Maternal mental health-related hospitalisation (MHrH) in the first postnatal year and its effect on child outcomes in the Northern Territory of Australia: A retrospective cohort study

Project: HDR ProjectPhD

Project Details


Background: Maternal mental health-related conditions affect 13-20% of postpartum women globally. These conditions have short and long-lasting consequences on mothers and their children. Hospital admission rates are often used to gauge the occurrence of mental health-related conditions at the population level, and there is currently no data on how maternal MHrH in the first postnatal year impact child outcomes in Australia's Northern Territory (NT) and limited information specific to Australia’s First Nations population. This Ph.D.
project investigates the occurrence and the relationship between maternal MHrH in the first postnatal year and adverse child outcomes in the NT.
Methodology: This study will conduct a retrospective, population-based cohort analysis involving mothers and children, utilising a range of linked administrative datasets. International Classification of Disease-Tenth Edition-Australian Modification (ICD-10-AM) codes will measure maternal MHrH and adverse child health.
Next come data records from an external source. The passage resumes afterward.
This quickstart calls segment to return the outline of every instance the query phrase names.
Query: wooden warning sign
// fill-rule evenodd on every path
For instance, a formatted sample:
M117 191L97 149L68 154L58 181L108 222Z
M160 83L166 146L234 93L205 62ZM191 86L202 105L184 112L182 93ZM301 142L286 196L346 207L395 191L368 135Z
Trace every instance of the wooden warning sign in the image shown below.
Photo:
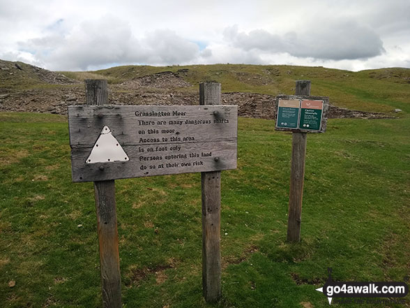
M73 182L236 168L238 108L69 106Z

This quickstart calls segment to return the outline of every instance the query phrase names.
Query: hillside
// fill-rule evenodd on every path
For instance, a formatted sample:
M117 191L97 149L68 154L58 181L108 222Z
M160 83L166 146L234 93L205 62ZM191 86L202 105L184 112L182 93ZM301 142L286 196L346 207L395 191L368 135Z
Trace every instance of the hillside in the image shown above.
M195 104L199 83L215 80L222 84L223 103L238 105L240 115L271 119L274 96L294 94L295 80L308 79L312 81L312 95L331 98L335 106L331 117L392 117L410 112L409 68L351 72L323 67L215 64L126 66L57 73L0 61L0 77L2 111L65 114L68 105L84 103L84 79L104 78L109 83L109 100L116 105ZM402 112L395 112L396 109Z

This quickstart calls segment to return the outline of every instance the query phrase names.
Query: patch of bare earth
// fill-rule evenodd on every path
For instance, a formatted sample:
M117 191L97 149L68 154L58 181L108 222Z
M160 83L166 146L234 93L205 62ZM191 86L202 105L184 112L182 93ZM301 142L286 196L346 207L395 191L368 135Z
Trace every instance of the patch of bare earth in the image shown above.
M109 103L119 105L199 105L199 95L195 91L186 91L192 85L183 79L183 72L165 71L135 78L119 85L110 85ZM238 73L237 78L252 85L263 85L271 82L268 78L245 73ZM50 78L52 79L52 77ZM70 82L67 81L66 84ZM183 91L183 89L185 90ZM1 87L0 89L0 93L3 93L0 95L0 111L66 115L68 105L85 103L85 91L82 84L17 91L8 91L6 89ZM275 118L274 96L230 92L223 93L222 100L223 105L238 105L238 115L240 117L268 119ZM351 110L331 105L328 117L382 119L392 117L383 113Z

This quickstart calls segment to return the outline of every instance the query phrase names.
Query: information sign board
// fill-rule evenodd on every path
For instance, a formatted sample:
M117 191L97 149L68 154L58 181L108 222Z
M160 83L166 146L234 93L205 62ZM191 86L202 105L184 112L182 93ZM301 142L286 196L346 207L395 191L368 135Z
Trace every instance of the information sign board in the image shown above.
M320 131L323 106L323 101L303 99L301 104L300 128L310 131Z
M329 98L326 96L276 96L277 131L324 133Z
M298 99L279 99L278 104L277 127L297 129L299 124L301 101Z

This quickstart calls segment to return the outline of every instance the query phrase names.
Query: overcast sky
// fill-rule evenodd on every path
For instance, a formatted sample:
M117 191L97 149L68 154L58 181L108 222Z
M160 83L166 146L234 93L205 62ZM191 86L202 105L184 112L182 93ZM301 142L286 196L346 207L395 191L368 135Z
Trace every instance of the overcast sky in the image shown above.
M0 0L0 59L54 71L410 68L410 0Z

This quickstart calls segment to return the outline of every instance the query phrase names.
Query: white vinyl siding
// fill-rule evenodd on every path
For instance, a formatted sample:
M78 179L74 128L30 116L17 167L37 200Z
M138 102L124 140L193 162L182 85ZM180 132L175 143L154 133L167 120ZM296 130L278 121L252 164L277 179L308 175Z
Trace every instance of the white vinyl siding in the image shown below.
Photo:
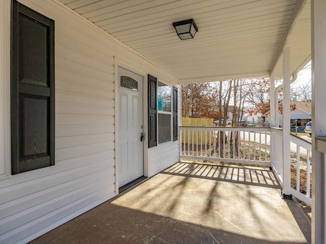
M115 57L144 77L152 73L177 83L175 77L61 4L19 2L55 22L56 164L11 176L6 173L10 165L6 151L8 147L10 153L10 96L4 95L10 90L10 59L2 56L0 87L7 89L0 96L0 139L6 142L0 148L0 176L9 176L0 180L0 243L31 241L116 195ZM0 18L5 16L7 24L10 3L0 4L9 6L0 8ZM0 48L6 47L10 53L8 29L1 27L0 32ZM146 151L148 167L153 169L147 176L178 160L177 142L156 147ZM167 151L171 157L166 157ZM157 161L164 155L164 160Z

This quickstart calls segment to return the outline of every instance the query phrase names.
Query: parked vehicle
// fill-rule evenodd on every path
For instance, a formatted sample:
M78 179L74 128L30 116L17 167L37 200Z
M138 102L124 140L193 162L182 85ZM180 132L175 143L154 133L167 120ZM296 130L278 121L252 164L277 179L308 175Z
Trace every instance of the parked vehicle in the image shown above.
M226 124L227 125L230 126L231 124L232 124L232 121L229 120L226 120ZM221 125L223 124L223 119L221 119ZM219 125L219 119L214 119L214 125L215 125L215 126L218 126Z
M251 126L251 124L250 124L250 122L249 122L249 121L241 120L239 121L239 125L240 126L246 127L246 126Z
M312 122L309 121L305 126L305 132L306 133L309 133L309 135L311 135L311 125Z

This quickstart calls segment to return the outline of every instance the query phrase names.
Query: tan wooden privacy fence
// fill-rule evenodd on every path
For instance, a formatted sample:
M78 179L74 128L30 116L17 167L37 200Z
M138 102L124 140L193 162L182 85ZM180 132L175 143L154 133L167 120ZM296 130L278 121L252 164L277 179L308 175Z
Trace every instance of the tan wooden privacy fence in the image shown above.
M214 119L212 118L181 118L181 126L191 127L213 127ZM192 130L189 133L183 134L184 132L181 132L181 142L183 143L189 143L194 145L203 145L208 142L213 143L214 133L212 131ZM193 136L193 134L194 135ZM209 137L210 136L210 140ZM190 141L188 141L191 140ZM193 141L194 140L194 141Z

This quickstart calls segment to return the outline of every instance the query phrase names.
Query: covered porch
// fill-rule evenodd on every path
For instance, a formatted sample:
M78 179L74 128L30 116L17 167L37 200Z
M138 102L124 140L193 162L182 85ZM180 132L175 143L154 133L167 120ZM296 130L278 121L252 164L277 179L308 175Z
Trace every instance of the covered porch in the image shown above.
M31 243L311 243L268 168L177 163Z
M18 0L55 22L56 130L51 133L56 162L16 175L11 166L11 152L17 149L11 145L15 130L10 124L11 2L0 4L0 136L4 142L0 147L0 242L24 243L44 233L33 242L326 242L324 1ZM198 33L193 40L181 41L172 23L191 18ZM309 147L290 136L290 90L310 60ZM139 117L145 135L137 140L145 142L139 154L144 156L143 174L149 177L121 194L118 67L143 77ZM176 118L179 128L176 140L156 140L153 147L148 143L151 75L176 90L175 111L161 114L169 114L171 124ZM182 84L256 77L271 82L270 128L180 127ZM273 96L277 93L277 79L283 81L283 129L277 124L278 98ZM156 108L157 100L152 100ZM206 137L200 153L191 147L194 143L189 137L182 140L191 130L212 133L213 141ZM153 131L155 137L158 130ZM242 133L242 141L248 139L249 151L254 148L260 152L239 157L229 137L236 132ZM219 136L229 138L223 151L214 147ZM312 186L307 184L306 195L291 185L291 143L297 151L307 151L306 171L312 172ZM207 162L175 164L178 156L264 165L273 170ZM311 224L295 201L284 199L291 196L312 205Z

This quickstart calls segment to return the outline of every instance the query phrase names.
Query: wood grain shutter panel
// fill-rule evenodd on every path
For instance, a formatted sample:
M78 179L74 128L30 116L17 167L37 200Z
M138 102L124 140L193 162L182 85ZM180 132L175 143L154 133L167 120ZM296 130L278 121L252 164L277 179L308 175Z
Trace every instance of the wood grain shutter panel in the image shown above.
M55 164L55 23L12 2L12 174Z
M157 145L157 79L150 75L148 79L148 147Z
M178 140L178 88L173 86L173 109L172 116L173 118L173 141Z

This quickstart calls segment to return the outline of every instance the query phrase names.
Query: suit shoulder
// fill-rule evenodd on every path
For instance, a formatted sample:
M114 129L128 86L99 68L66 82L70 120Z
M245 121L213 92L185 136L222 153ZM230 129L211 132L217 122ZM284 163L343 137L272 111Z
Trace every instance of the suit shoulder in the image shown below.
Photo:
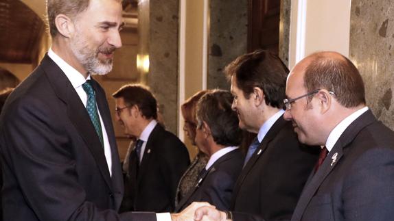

Child maltreatment, child development, and education outcomes will be evaluated using individual-level linked administrative records, including child protection data, Australian Early Development Census domain scores, school
attendance data, and National Assessment Program Literacy and Numeracy scores, respectively. Statistical analyses will be performed using various relevant statistical methods, including generalised estimating equation logistic regression, generalised linear modelling, and mixed survival modelling.
Significance: The study aims to enhance the wellbeing of mothers, children, and society by increasing awareness, informing specific interventions, and indirectly lowering healthcare expenses. It will also provide valuable evidence to guide interventions, policies, and practices to enhance outcomes for families and children. It will also serve as an additional source of information for future researchers.